THIS CONTEST IS CLOSED
Blurb: When Sloan Driscoll and Cole Fujiwara become reluctant roommates, neither man is willing to share too much. Sloan is instantly attracted to Cole but knows it’s a hopeless cause; Cole has a steady girlfriend. But one night they share a joint, and Cole opens a window neither anticipated.
A relationship may be impossible—both men are living with heart-breaking secrets. While Sloan is smart, sassy, and a brilliant graphic artist, he’s also a pothead with severe body image problems. Cole, a former major league pitcher, has his own personal crisis: he’s going blind. Sloan and Cole are suffering on so many levels, they might not realize that the ultimate salvation could be within each other’s arms.

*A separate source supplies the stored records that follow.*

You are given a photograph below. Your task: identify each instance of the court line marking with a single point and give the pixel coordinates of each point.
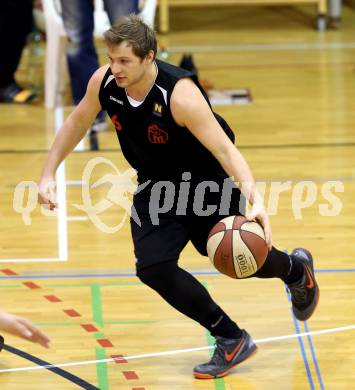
(131, 275)
(262, 47)
(58, 371)
(314, 357)
(303, 350)
(62, 226)
(179, 351)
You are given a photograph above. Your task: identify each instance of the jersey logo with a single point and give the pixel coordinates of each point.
(116, 122)
(158, 109)
(116, 100)
(157, 135)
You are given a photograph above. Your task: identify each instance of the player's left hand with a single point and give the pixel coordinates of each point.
(20, 327)
(259, 214)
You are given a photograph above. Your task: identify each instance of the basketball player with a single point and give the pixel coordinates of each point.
(20, 327)
(169, 134)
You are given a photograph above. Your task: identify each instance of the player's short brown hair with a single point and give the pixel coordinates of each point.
(135, 32)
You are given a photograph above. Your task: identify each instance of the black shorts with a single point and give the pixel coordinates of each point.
(162, 236)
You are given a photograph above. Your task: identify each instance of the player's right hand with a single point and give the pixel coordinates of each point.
(47, 193)
(20, 327)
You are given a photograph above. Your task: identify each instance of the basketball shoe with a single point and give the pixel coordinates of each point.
(304, 292)
(227, 354)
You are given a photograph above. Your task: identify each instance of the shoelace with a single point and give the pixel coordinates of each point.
(218, 355)
(299, 294)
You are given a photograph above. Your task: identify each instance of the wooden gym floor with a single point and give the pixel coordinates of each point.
(299, 130)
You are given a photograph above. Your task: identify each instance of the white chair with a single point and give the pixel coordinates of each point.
(57, 38)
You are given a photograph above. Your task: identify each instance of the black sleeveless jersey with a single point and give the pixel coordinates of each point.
(150, 139)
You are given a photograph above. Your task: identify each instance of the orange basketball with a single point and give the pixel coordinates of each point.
(237, 247)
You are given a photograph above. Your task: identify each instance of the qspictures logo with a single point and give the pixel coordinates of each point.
(164, 196)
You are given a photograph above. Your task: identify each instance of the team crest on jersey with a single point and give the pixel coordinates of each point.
(116, 122)
(157, 135)
(158, 109)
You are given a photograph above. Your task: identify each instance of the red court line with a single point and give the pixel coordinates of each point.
(72, 313)
(130, 375)
(89, 327)
(52, 298)
(119, 359)
(105, 343)
(8, 272)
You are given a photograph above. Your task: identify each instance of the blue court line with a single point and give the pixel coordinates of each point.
(56, 370)
(303, 352)
(129, 275)
(320, 379)
(300, 342)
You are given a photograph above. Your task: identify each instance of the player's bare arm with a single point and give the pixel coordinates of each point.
(191, 110)
(69, 135)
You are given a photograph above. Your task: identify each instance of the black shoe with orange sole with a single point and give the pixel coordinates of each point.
(304, 292)
(228, 353)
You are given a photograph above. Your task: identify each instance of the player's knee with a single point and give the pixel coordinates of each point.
(157, 276)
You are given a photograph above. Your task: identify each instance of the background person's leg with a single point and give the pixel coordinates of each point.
(15, 25)
(82, 58)
(117, 8)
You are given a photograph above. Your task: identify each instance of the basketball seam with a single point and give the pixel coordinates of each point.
(251, 251)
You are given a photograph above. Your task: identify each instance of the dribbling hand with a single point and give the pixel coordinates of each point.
(47, 193)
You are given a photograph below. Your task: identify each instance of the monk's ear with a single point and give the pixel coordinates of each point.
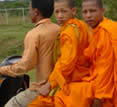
(74, 11)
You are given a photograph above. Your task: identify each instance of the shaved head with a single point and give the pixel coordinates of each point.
(71, 3)
(98, 2)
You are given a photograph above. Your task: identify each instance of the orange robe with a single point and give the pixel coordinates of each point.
(71, 67)
(102, 80)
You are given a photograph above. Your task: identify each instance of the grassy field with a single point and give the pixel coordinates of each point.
(11, 41)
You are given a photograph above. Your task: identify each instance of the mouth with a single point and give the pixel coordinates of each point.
(60, 21)
(90, 22)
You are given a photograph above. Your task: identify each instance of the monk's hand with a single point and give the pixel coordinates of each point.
(96, 103)
(35, 86)
(8, 73)
(45, 89)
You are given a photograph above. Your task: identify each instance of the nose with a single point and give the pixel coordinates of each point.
(88, 14)
(60, 14)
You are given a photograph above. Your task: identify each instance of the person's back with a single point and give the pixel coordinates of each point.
(45, 35)
(38, 43)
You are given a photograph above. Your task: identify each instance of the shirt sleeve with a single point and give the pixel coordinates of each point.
(104, 67)
(65, 64)
(29, 58)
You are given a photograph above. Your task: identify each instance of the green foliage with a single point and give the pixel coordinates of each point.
(110, 8)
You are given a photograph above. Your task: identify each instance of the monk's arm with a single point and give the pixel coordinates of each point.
(28, 60)
(65, 64)
(104, 84)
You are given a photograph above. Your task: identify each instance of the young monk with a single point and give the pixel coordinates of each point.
(98, 89)
(38, 44)
(102, 52)
(72, 65)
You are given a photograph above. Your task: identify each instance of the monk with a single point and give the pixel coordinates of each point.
(98, 88)
(102, 52)
(38, 44)
(71, 64)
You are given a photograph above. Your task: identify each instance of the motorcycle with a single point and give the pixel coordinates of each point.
(10, 86)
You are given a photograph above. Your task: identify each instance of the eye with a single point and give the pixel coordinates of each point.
(63, 11)
(93, 10)
(84, 11)
(56, 11)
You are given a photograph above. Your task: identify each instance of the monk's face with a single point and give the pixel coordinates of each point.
(92, 13)
(63, 12)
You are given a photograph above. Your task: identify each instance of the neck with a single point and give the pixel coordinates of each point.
(38, 19)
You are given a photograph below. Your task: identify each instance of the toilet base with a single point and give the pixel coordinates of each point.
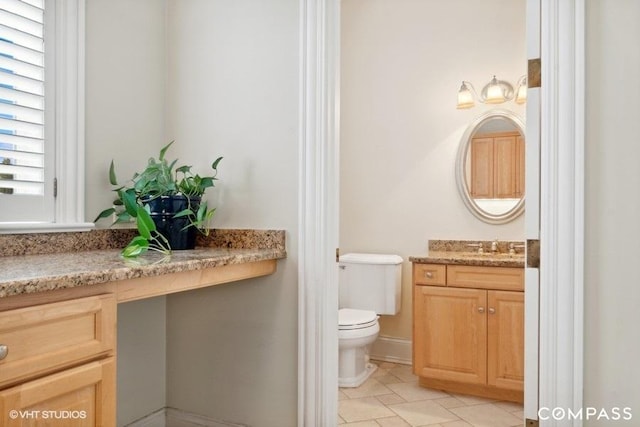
(359, 379)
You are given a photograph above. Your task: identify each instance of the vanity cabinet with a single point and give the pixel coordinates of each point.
(57, 363)
(468, 329)
(497, 166)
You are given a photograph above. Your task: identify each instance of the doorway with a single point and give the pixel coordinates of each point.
(319, 226)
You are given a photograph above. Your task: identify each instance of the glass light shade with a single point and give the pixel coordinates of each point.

Excerpt: The subway was crowded due to the rush hour; everyone was trying to get home at the same time. There was a small group of people gathered around a body sprawled in the walkway, just before the stairs, and a few cops were close by talking to witnesses and writing down information. I was about to go around the crowd when I happened to look down, and I saw Cole on the ground. He was moaning and holding his head, attempting to sit up.
I knelt instinctively, took his hand, and pulled him up gently. “Cole, are you okay?”
He opened his eyes and looked at my face, trying to focus. He seemed to have trouble seeing me, because he was squinting and blinking his eyes repeatedly. “Sloan?”
“Yeah, it’s me. What happened?”
“I’m not sure. I think someone pushed me.”
“Here, let me help you up. Can you stand?”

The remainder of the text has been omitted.